Upon moving back to Canada in 1998, he moved in with his father and had trouble finding work. His father's friend Ibrahym Adam offered a job as a mechanic's assistant in Montreal, but suggested he look towards driving long-haul transport vehicles. Ahmad used his salary, as well as a loan from his father, to graduate with his AZ license from a Scarborough driving school. He celebrated by taking the Hajj pilgrimage to Mecca in March 1999, and returned to take a job with Leger Trucking, driving lettuce from a farm in Salinas, California to Quebec supermarkets and McDonald's restaurants, earning about $750 for the thirty-hour drive. He decided to drive solo, as he could earn triple the money, and was hired by Motion Supply, who assigned him to drive with Highland Transport.

He later advised fellow Afghan veteran Mohamad Elzahabi to find similar work as a truck driver, and allowed him to accompany his own haul to the southern United States, where he dropped him off.

==Arrest==
El-Maati was stopped at the Canada–US border on August 16, 2001, where customs officials found a map of Ottawa listing both government and nuclear research facilities, which was later found to be a government-issued visitor's map left by a previous driver.

Following the September 11 attacks in the United States in 2001, he was interviewed by Canadian Security Intelligence Service (CSIS) agent Adrian White who wanted to question him about the map, and his visit to Syria in April.

Claiming frustration with the ongoing police involvement, Ahmad left to Syria in 2001 to complete the marriage ceremonies with his fiancée. The legal marriage papers would enable him to apply for her to enter Canada. He never met her there, and sometime after his arrest her family annulled the marriage.

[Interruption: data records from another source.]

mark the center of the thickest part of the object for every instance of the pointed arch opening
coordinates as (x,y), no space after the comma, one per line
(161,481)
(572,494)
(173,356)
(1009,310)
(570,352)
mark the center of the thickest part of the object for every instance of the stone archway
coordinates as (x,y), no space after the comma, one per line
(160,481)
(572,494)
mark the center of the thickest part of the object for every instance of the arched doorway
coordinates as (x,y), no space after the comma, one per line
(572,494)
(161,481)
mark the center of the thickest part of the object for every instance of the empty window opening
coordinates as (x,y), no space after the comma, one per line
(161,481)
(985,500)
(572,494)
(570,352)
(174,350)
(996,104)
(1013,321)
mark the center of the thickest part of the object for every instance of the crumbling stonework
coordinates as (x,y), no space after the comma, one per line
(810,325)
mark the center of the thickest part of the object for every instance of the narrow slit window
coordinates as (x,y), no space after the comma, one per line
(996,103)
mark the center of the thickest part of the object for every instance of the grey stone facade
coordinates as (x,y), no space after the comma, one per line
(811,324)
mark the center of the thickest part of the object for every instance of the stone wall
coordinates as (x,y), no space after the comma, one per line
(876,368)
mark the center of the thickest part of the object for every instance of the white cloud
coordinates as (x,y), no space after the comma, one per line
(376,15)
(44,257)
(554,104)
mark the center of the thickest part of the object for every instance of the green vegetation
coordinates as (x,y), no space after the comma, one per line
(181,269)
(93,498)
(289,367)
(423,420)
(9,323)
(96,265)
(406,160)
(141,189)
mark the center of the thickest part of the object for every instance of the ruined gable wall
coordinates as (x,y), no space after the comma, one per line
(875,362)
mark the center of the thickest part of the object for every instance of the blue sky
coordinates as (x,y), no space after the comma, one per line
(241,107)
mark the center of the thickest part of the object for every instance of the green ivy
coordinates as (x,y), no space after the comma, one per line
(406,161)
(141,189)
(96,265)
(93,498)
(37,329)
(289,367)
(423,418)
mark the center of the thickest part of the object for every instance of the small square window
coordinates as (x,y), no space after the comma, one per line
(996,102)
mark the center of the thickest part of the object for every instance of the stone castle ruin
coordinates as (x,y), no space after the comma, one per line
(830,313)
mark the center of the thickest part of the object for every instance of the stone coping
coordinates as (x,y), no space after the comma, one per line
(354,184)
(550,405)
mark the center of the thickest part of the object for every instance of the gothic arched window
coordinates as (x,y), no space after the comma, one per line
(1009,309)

He was jailed upon his arrival in Syria, was tortured into making a confession, which he later retracted, that he had been a part of a terrorism plot involving two fellow Syrian-Canadians, Maher Arar and Abdullah Almalki, who were then arrested.

In December 2001, CSIS agents Adrian White and Rob Cassolato turned up at the El-Maati home in Toronto, asking Badr to come clean about his sons' locations.

On January 12, 2004, State Security offered to release Ahmad to his family if they would give up the location of Amer. Their mother protested that she didn't know where Amer was, and Ahmad was released the following day.

On September 6, 2005, a front-page article in The Globe and Mail newspaper revealed that the map in question was of the Tunney's Pasture government complex in the west end of Ottawa, Ontario.
The map, an old version, showed government buildings including a Health Canada virus lab as well as a nuclear research facility belonging to Atomic Energy of Canada. However, these offices had been relocated prior to El-Maati's detention at the border. They have since been demolished and transformed into parking lots.
"The Globe and Mail has learned that the map -- scrawled numbers and all -- was in fact produced and distributed by the Canadian federal government. It is simply a site map, given out to help visitors to Tunney's Pasture, a sprawling complex of government buildings in Ottawa, find their way around."

==Government inquiry==
The Canadian government has ordered a public inquiry into Mr. El-Maati's and two other men who also experienced detention in Syria. On June 18, 2009, the House of Commons of Canada voted in favour of an official apology and compensation to Almalki, el-Maati and Nureddin. As of 2008, Ahmad is unable to work.
In July 2017, Along with other two Ahmad received $31.25 million in compensation and an apology.